The hymn is now more likely to be heard over the airwaves, or for some great or sad occasion, than in the normal cycle of a church’s selections. Many moving stories are told about its much-valued use; it has been sung on Atlantic crossings for well over a century, and may well now be chosen more frequently on the fringes of the church than at the centre (wherever that is). Some would like it now to cover flying, since far more people travel by air than by sea; some have made it do so, by editing. Some would prefer to allow for the possibility of destruction, not mere danger, from ‘rock and tempest …’; and some have by yet further editing. Others prefer to keep its Victorian spine-tingling as it is. Except for lines 1–4 of stz 3, the present book opts for the Jubilate text published to much comment in 1982. The first key decision concerned the refrain (lines 5–6): formerly ‘O hear us when we cry to thee/ for those in peril on the sea’; and (stz 4): ‘And ever let there rise to thee/ glad hymns …’ Even this is not the whole story; more details are in the 1962 Historical Companion to Hymns A&M.

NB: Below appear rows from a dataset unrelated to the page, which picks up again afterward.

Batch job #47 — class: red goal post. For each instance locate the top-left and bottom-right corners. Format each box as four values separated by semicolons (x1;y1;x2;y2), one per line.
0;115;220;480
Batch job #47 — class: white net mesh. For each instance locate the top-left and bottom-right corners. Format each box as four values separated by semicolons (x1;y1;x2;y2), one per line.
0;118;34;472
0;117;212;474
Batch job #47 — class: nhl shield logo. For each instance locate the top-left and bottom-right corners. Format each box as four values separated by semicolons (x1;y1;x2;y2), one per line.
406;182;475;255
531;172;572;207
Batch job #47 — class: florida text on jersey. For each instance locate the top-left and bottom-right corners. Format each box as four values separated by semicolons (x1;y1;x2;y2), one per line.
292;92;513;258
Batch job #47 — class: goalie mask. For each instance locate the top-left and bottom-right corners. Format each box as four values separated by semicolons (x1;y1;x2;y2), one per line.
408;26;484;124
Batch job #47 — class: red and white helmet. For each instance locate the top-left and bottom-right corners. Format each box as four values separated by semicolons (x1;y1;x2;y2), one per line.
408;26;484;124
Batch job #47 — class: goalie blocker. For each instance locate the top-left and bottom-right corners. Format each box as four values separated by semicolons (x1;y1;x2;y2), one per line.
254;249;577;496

If even here the tune is not quite inseparable from the words (since it has been used for others such as 823), at least the words have depended on J B Dykes’ powerful and ‘romantic’ music since 1861; noted among other things for its celebrated ‘running bass’ line. Ironically or not, MELITA is named from the island of Malta (Acts 28:1 Gk and AV) where Paul and 275 others were shipwrecked, probably in the October of AD59. (At least on that day ‘they escaped all safe to land’.)
A look at the author
Whiting, William
b Kensington, Middx (W London) 1825, d Winchester, Hants 1878. After schooling in Clapham, S London, he trained as a teacher at King Alfred’s Coll, Winchester, 1841–42. He remained at Winchester as Master of the Winchester College Choristers’ Sch from 1842 to the end of his life. Said to have been frail and short-sighted, he also had a club foot which earned him the nickname ‘Hoppy’. In 1851 he published Rural Thoughts and Other Poems (with no hymn texts), but he is one of those authors whose lasting achievement lay in the writing of one hymn which has been universally-recognised (at least until recently) and of unique national significance. In 1867 he also pubished a Lat version; Julian lists a dozen others which have not survived. Ironically, he is not known to have had any special connection with or experience of the sea. No.915.